We assigned 12,055 phenotyped and genotyped rats to Y1 or Y2 (for males) and MT1 and MT2 haplotypes and then sought to identify associations with an array of behavioral and physiological phenotypes. Remarkably, there were virtually no significant associations (Figure 3, 4). Notably, we did not find evidence to support an earlier publication by Showmaker et al. (2020) which suggested that the MT1 haplotype (BN derived) influences the chance that a rat is born with only one kidney (Table S3). We also considered gene expression, which allowed us to investigate the expression of genes located on the MT and Y Chromosomes. This analysis identified several genes located on these Chromosomes that were significantly differentially expressed.

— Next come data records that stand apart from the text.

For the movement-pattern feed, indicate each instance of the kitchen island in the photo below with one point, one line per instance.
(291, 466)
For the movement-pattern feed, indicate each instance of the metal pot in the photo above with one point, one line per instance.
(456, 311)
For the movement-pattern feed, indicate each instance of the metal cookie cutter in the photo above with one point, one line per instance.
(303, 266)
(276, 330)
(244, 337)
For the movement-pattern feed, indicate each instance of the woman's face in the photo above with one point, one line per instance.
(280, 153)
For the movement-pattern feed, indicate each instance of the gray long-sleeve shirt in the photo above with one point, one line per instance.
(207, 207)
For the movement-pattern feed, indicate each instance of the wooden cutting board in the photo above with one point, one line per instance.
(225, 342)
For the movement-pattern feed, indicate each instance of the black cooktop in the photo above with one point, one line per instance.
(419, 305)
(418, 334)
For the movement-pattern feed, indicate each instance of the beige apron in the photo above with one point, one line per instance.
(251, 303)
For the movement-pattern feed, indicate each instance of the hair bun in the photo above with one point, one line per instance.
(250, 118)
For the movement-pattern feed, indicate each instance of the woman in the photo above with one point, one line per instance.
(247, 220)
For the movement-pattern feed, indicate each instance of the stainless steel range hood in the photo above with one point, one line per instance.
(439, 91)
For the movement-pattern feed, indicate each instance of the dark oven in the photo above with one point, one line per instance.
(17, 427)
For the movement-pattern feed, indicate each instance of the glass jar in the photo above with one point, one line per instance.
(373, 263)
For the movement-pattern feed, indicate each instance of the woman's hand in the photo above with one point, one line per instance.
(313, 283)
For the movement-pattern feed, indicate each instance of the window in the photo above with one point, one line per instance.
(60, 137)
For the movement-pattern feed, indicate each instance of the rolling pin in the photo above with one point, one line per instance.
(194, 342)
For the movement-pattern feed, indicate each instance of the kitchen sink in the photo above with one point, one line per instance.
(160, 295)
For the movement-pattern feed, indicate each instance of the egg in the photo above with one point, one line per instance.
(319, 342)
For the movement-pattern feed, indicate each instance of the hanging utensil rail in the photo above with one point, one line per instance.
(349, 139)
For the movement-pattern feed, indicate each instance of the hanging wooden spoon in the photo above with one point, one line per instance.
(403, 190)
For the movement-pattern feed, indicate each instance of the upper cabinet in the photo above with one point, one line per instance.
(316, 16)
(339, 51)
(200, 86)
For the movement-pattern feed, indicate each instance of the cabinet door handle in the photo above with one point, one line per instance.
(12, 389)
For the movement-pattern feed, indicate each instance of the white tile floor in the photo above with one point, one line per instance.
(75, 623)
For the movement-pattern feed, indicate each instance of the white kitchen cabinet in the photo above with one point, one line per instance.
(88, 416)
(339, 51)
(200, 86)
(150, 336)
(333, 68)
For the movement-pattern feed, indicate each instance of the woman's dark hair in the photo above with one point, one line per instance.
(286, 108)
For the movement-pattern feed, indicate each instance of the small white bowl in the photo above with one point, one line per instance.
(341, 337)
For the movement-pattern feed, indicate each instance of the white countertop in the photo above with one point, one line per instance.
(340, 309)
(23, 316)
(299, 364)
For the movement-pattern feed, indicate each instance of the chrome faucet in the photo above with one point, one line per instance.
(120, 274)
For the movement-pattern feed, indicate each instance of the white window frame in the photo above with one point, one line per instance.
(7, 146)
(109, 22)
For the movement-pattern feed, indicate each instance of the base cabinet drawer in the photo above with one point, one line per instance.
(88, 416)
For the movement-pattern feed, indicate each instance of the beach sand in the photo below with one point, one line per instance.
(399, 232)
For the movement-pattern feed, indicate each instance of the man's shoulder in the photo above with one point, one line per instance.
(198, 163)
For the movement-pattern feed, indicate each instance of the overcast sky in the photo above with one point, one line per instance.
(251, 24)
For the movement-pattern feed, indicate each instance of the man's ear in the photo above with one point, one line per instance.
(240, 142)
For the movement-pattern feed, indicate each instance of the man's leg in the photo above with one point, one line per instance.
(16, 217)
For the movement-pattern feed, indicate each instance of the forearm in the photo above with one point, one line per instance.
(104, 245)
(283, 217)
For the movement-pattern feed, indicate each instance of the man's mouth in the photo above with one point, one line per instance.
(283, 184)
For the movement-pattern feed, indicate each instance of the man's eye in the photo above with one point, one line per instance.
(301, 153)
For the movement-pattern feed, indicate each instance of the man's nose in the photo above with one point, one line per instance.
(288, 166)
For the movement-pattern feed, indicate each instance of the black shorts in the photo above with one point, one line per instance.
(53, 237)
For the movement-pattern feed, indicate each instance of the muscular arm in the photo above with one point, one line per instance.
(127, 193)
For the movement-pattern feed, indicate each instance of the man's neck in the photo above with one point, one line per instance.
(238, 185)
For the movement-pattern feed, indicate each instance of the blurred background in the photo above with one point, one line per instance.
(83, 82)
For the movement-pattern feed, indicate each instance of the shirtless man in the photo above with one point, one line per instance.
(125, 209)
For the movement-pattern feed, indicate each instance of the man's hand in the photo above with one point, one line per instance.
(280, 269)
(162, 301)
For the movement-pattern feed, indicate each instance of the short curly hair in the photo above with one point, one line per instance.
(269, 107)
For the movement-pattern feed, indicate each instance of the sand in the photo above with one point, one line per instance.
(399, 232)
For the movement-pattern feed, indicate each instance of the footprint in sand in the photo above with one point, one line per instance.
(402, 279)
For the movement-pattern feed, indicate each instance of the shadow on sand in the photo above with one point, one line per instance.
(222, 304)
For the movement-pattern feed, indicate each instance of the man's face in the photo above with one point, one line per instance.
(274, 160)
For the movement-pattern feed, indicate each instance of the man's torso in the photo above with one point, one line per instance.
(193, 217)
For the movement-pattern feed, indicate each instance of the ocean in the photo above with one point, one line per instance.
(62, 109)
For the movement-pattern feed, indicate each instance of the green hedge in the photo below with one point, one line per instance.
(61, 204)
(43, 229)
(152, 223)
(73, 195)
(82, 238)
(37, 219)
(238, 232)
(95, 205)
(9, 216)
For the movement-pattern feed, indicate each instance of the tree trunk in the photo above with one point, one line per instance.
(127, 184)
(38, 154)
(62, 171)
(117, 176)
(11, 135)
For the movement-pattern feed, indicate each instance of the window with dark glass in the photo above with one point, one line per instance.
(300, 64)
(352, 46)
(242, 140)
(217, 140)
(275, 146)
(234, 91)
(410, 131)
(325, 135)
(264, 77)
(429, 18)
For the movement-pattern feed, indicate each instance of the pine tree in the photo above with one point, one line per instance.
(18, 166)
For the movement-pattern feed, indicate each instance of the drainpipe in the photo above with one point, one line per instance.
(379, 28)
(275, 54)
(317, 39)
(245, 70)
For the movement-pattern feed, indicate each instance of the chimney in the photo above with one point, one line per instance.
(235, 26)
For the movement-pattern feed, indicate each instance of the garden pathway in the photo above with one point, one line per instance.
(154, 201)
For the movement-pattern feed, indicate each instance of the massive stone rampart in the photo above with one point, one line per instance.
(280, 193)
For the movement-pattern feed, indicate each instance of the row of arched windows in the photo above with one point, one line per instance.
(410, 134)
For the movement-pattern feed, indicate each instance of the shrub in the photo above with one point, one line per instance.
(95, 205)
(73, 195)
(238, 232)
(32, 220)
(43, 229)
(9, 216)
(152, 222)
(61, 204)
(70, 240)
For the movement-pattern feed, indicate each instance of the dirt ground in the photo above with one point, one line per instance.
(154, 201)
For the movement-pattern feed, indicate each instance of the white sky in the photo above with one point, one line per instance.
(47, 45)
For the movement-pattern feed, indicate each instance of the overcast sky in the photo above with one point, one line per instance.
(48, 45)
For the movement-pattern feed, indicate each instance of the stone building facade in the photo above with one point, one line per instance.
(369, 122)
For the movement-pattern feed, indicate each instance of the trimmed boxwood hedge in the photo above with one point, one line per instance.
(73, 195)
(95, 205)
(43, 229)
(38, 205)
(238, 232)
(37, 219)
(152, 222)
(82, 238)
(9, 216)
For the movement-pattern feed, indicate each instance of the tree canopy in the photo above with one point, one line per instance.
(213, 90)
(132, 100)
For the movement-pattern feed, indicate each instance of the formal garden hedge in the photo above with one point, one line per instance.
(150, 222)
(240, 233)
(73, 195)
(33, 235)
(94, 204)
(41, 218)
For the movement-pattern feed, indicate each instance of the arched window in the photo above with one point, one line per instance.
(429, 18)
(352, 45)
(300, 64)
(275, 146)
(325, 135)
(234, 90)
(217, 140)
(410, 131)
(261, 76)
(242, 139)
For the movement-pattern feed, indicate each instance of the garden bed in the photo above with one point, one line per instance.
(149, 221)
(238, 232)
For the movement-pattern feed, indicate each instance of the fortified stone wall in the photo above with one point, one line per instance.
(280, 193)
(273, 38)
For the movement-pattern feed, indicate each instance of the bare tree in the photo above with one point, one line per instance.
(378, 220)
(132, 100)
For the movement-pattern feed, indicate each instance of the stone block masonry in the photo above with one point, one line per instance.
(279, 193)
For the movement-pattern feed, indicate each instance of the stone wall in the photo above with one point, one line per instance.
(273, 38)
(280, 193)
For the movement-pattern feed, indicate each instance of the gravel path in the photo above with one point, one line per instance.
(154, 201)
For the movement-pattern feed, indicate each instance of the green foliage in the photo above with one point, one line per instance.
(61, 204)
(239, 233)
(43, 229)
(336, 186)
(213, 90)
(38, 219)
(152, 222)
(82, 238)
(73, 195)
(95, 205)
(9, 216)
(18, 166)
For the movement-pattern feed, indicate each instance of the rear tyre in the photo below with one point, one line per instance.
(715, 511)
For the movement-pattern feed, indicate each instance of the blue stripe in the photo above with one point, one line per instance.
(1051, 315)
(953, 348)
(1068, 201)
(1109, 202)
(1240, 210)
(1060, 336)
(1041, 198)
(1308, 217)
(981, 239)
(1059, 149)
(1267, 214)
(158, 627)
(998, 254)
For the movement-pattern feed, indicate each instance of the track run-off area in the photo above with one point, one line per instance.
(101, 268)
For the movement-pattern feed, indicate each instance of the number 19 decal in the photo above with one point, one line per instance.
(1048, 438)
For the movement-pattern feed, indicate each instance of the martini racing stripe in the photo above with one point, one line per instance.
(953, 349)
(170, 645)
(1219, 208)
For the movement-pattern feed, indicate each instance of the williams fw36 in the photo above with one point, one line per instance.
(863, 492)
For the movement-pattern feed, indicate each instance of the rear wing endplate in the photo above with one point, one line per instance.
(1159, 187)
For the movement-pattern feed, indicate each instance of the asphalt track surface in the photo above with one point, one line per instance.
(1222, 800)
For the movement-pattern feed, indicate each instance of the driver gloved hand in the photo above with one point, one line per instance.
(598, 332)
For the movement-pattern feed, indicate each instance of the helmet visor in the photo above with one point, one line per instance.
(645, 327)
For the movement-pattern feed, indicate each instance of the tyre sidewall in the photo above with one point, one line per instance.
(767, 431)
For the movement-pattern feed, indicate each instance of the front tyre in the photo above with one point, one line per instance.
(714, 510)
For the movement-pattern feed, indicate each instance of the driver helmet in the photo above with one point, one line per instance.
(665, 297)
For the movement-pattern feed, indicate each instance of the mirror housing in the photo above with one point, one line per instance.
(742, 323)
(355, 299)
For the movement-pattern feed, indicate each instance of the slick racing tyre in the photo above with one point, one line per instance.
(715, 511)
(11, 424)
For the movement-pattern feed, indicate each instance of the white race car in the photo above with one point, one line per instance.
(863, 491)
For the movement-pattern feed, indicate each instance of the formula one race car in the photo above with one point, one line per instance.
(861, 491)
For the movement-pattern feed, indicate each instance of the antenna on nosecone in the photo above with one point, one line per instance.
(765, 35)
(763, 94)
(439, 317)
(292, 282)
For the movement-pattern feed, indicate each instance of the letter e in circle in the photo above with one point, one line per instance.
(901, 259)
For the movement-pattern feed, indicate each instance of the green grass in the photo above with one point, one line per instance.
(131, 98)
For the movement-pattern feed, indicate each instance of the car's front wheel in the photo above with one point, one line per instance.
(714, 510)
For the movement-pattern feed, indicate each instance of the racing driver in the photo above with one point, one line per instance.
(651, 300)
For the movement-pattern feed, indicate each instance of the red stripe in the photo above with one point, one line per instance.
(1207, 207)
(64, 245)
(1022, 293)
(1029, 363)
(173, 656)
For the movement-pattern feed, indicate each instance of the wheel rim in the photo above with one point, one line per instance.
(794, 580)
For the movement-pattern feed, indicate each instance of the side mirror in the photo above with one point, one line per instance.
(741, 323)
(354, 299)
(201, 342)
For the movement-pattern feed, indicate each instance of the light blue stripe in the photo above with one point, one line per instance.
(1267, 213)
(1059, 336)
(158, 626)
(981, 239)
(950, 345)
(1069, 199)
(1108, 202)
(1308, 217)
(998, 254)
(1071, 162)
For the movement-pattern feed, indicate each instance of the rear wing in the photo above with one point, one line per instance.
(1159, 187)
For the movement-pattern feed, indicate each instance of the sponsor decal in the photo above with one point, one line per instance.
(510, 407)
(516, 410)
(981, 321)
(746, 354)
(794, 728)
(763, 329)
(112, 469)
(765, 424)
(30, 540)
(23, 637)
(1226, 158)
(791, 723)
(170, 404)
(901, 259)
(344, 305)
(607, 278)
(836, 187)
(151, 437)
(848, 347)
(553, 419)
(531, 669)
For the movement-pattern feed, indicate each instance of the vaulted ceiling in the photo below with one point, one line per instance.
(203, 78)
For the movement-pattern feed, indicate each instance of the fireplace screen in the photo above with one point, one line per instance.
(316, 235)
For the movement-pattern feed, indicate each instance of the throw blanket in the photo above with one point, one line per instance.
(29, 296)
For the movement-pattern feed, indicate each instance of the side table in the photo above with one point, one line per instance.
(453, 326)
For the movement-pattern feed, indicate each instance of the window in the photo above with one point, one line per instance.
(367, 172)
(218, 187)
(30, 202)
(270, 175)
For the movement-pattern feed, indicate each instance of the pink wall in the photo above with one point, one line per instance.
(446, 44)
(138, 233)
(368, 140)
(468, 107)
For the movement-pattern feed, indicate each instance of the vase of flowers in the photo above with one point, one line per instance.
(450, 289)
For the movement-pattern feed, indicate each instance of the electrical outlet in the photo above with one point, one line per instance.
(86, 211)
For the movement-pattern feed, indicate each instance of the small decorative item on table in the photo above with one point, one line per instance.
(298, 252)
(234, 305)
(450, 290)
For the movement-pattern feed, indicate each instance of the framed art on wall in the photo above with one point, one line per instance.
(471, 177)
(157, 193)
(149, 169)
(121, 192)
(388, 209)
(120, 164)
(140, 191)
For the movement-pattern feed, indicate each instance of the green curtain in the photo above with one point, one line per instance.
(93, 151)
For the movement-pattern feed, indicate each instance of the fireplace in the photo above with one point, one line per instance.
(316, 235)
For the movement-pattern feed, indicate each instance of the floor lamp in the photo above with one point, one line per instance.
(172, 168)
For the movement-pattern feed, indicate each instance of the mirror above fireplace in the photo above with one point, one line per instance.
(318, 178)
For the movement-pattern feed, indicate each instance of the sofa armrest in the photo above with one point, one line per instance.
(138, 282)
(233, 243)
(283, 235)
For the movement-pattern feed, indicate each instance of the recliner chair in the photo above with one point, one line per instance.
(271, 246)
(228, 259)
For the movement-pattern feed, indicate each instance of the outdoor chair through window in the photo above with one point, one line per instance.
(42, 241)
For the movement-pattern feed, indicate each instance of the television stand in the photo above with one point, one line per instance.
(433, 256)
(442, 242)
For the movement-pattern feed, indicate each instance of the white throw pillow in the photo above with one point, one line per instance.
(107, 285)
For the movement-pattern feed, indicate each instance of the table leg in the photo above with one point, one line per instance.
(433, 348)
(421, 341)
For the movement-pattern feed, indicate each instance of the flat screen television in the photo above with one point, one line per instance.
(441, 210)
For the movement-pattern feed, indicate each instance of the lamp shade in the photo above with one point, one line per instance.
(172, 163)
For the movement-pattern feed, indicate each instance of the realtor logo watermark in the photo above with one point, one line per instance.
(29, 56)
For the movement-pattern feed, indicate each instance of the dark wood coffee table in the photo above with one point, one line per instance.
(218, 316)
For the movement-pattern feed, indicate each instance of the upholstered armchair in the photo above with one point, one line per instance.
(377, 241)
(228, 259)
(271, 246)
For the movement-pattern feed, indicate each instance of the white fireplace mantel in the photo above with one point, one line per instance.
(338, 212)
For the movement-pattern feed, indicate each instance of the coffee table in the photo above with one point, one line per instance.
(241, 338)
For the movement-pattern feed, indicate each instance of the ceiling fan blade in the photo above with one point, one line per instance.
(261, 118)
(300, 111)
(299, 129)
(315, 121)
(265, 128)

For the Y Chromosome we identified DE of Ddx3y, which is involved in male human neuronal development (Vakilian et al. 2015), and Dkc1 (Figure 3). For the MT Chromosome, we identified subunits of the critical respiratory enzyme Complex I, as well as rRNA, which are possible artifacts of imperfect poly-A tail selection (Figure 4, Figure S6). While these eQTLs do not appear to cause detectable changes in the behavioral and physiological traits that we studied, they provide an important positive control, demonstrating that we can accurately call Y and MT haplotypes. Overall, our results show that previous genetics studies in HS rats which did not examine the Y and MT Chromosomes, did not in fact overlook important genetic effects.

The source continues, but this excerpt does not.